Monday, 4 April 2011

Hills and Ressies

With some free time today,  I decided to explore the middle of the county.

I started off at Ivinghoe Beacon in the hope of seeing some migrants. A male Ring Ousel had been around for a week or so and I had hopes of seeing it. Walking down from the car park I was sure I could see my target bird in the distance and decided to get to a better vantage point. Only to find when I got there two idiot 'cameramen' stomping right up the area with absolutely no idea whatsoever that the bird had been there if they had just stood and looked.
 It was another twenty minutes or so after they had wandered off up the hill, that I spotted the  Ousel on the side of a bush, although the view was brief as it flew back into the scrub. Continuing my watch there were a few false alarms when a couple of Blackbirds came out, and then a brown bird that I first assumed was a female Blackbird, until it turned to face me showing a faded white necklace - a female Ring Ousel. So two for the price of one.
 Other migrants in the surrounding bushes included Chiffchaffs, Willow Warblers and Blackcaps. As usual there were lots of Skylarks, Linnets and Meadow Pipits about and a couple of Buzzards.

 Next stop was Startops and Marsworth Reservoirs where Mallards and Tufteds were the major inhabitants. I decided to have a look over the other side of the canal to see if there were any Yellow Wagtails fresh in. There were Wagtails but only about eight and all were Pied.

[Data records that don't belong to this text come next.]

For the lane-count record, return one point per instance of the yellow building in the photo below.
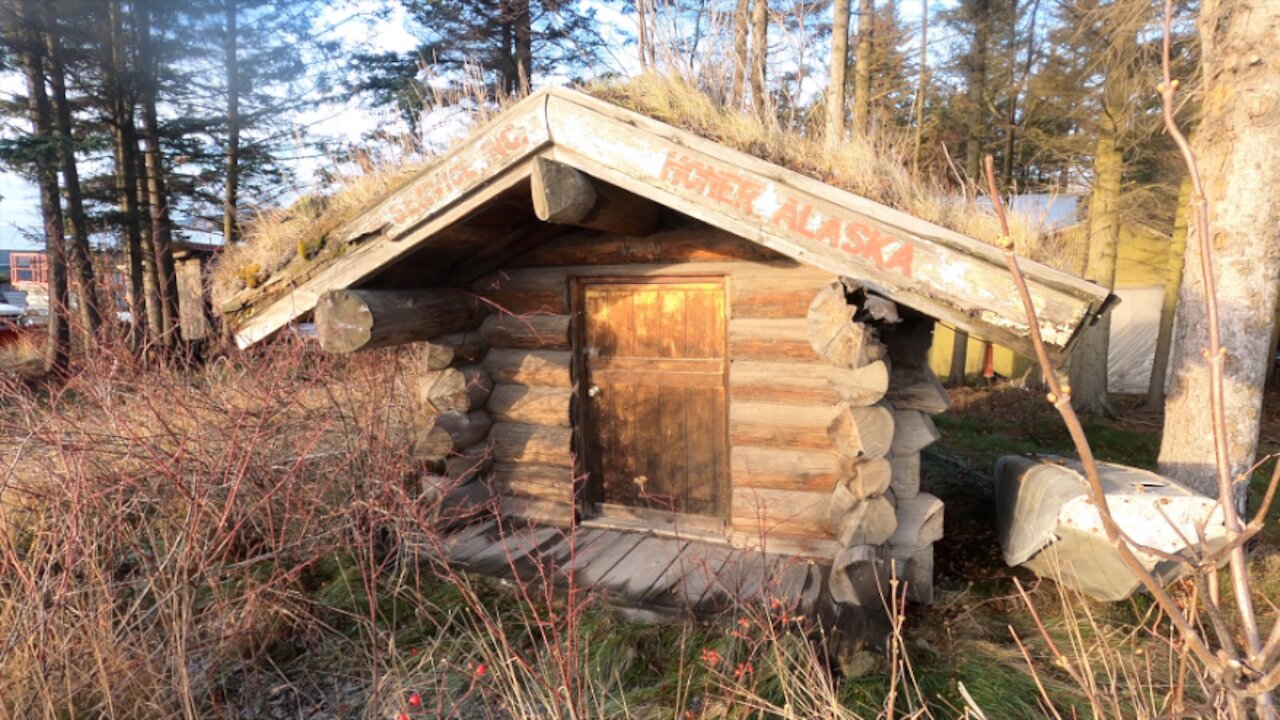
(1142, 268)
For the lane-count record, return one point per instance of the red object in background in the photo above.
(28, 268)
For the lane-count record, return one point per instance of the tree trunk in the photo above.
(760, 54)
(81, 260)
(150, 268)
(126, 176)
(231, 226)
(839, 64)
(923, 85)
(741, 22)
(863, 65)
(30, 54)
(525, 45)
(1238, 145)
(977, 89)
(1169, 308)
(1088, 369)
(156, 191)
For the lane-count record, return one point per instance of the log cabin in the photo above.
(641, 333)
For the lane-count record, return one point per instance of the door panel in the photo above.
(654, 359)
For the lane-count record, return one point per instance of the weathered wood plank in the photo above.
(594, 568)
(699, 245)
(538, 510)
(775, 288)
(643, 566)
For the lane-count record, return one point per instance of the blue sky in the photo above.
(19, 209)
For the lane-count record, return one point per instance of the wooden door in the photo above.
(653, 360)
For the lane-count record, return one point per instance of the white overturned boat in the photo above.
(1050, 524)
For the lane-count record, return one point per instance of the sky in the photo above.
(359, 30)
(19, 200)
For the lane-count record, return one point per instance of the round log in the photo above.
(871, 522)
(863, 432)
(362, 319)
(833, 333)
(547, 368)
(469, 464)
(526, 332)
(455, 388)
(453, 349)
(452, 432)
(566, 196)
(531, 405)
(517, 442)
(859, 577)
(913, 432)
(860, 386)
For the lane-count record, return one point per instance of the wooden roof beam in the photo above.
(570, 197)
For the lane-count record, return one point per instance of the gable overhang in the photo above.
(960, 281)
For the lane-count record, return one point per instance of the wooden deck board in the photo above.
(612, 551)
(506, 551)
(641, 569)
(478, 542)
(700, 569)
(643, 566)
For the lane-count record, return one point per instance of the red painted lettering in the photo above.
(786, 215)
(874, 247)
(830, 232)
(903, 259)
(746, 194)
(803, 224)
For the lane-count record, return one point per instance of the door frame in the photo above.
(589, 495)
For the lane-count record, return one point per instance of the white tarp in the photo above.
(1134, 326)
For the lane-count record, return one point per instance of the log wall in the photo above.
(828, 400)
(782, 461)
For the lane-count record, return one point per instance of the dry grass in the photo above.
(286, 244)
(282, 244)
(873, 168)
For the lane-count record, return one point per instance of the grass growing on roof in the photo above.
(286, 244)
(874, 168)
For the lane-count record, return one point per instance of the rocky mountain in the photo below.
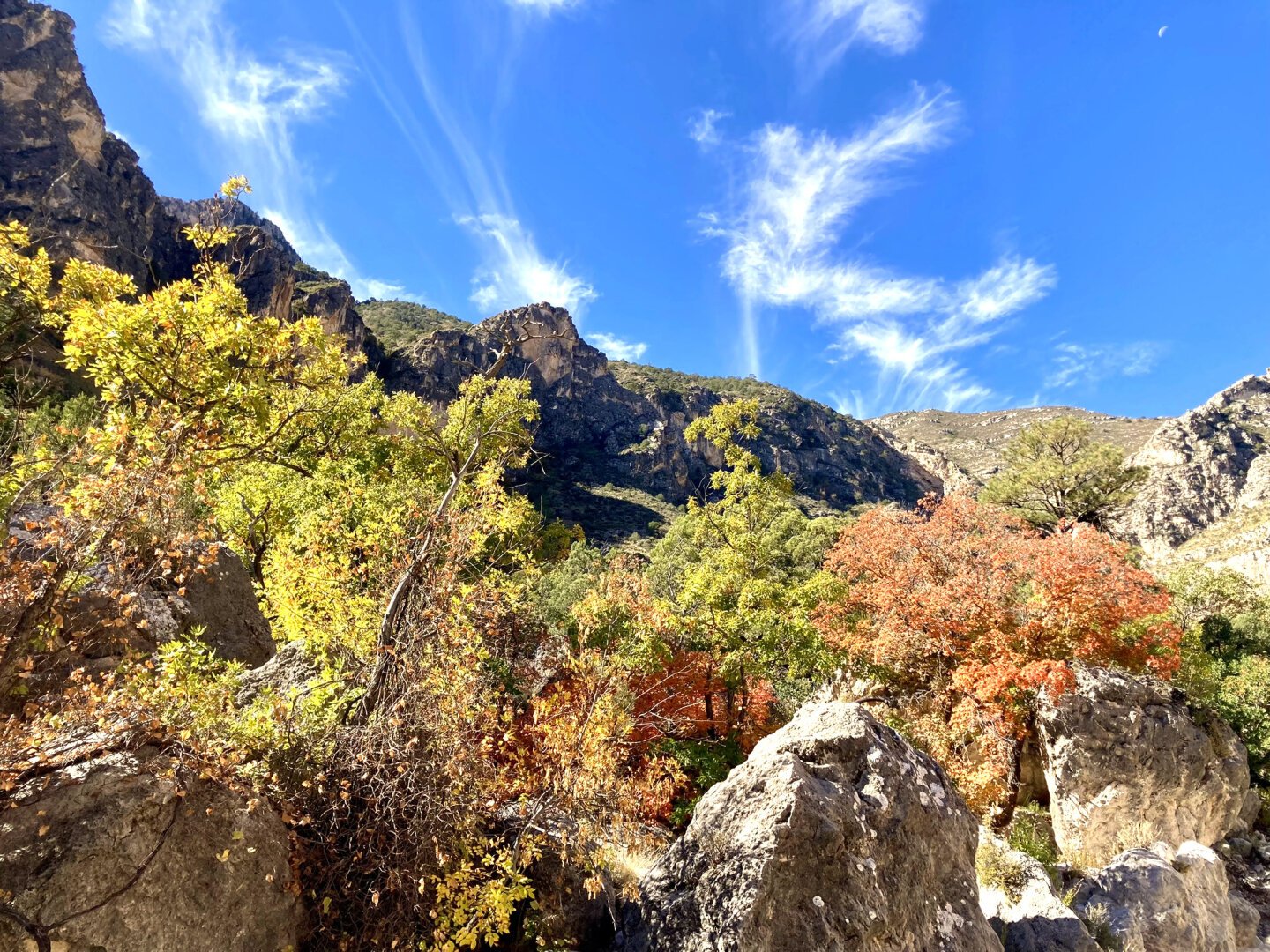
(966, 450)
(79, 188)
(611, 437)
(83, 193)
(1206, 495)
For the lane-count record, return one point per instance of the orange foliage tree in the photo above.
(968, 612)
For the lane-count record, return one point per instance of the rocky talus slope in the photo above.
(598, 429)
(967, 450)
(1206, 495)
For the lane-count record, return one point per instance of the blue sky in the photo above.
(879, 204)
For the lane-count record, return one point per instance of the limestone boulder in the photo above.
(1148, 902)
(1127, 763)
(112, 853)
(836, 834)
(1020, 900)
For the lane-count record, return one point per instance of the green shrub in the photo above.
(996, 868)
(1033, 833)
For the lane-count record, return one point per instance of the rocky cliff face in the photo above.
(83, 193)
(277, 280)
(78, 187)
(596, 430)
(967, 450)
(1209, 475)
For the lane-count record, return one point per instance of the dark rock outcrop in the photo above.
(79, 188)
(83, 193)
(274, 279)
(834, 834)
(596, 430)
(116, 852)
(1208, 484)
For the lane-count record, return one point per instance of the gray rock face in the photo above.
(833, 836)
(219, 598)
(1128, 764)
(597, 430)
(277, 282)
(1156, 904)
(283, 674)
(79, 188)
(1203, 466)
(1246, 920)
(219, 879)
(1024, 908)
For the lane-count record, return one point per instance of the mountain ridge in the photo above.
(612, 453)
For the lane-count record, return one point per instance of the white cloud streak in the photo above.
(703, 129)
(513, 271)
(253, 108)
(803, 192)
(544, 6)
(1090, 363)
(823, 31)
(616, 348)
(516, 273)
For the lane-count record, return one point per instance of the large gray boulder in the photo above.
(837, 836)
(219, 598)
(109, 848)
(1022, 905)
(1149, 902)
(1127, 764)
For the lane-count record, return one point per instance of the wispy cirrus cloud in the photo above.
(782, 250)
(1090, 363)
(616, 348)
(516, 273)
(513, 271)
(704, 130)
(544, 6)
(823, 31)
(253, 107)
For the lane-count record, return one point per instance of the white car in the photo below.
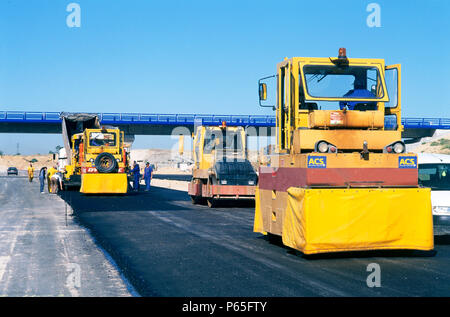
(434, 172)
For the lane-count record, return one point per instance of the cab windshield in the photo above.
(435, 176)
(350, 82)
(102, 139)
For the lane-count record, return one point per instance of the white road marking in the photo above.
(4, 260)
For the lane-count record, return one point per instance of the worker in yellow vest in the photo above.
(52, 170)
(30, 172)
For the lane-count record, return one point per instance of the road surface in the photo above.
(166, 246)
(43, 253)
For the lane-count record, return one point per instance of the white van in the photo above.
(434, 172)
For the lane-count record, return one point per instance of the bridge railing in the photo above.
(188, 119)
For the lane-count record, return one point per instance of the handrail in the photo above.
(208, 119)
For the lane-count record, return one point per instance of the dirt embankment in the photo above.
(437, 144)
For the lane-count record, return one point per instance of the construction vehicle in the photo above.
(96, 157)
(221, 168)
(341, 179)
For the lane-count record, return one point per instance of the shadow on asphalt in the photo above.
(230, 203)
(132, 201)
(276, 240)
(442, 239)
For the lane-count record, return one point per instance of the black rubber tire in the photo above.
(211, 202)
(103, 159)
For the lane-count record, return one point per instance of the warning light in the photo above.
(342, 52)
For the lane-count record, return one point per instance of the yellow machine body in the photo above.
(102, 183)
(340, 179)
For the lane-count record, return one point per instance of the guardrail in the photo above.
(190, 119)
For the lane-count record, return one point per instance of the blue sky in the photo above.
(202, 56)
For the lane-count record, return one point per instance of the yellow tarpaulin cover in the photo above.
(104, 183)
(333, 220)
(258, 222)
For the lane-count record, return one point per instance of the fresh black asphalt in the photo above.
(166, 246)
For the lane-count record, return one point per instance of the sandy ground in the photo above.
(439, 143)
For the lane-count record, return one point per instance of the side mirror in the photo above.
(262, 91)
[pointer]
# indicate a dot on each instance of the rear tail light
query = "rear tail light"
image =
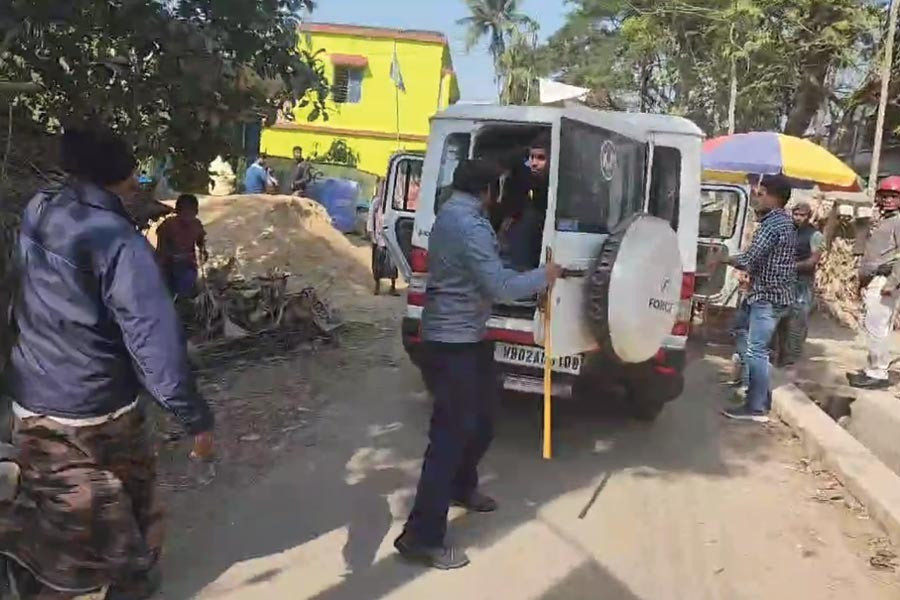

There was a small flock of Jackdaws in the field, but one stood out from the rest. It had white patches on its shoulders - a 'Nordic' Jackdaw no less, pretty uncommon in these parts.

nordic jackdaw (click on the picture)

nordic jackdaw (click on the picture)
I then met Francis Buckle and while pointing out the Jackdaw to him he informed me of a Whitefronted Goose that had just arrived at nearby College Lake.
 This was my next destination. I hadn't visited here since the site was redeveloped and I have to say it really is quite an impressive place.
 There were at least half a dozen Redshanks, a pair of Oystercatchers and several Lapwings flying around and calling, most unlike Buckinghamshire.
The Whitefront was present, keeping the company of a single Greylag and it seemed they were in fact a pair. I don't know if it's origins are supect but it was certainly unringed.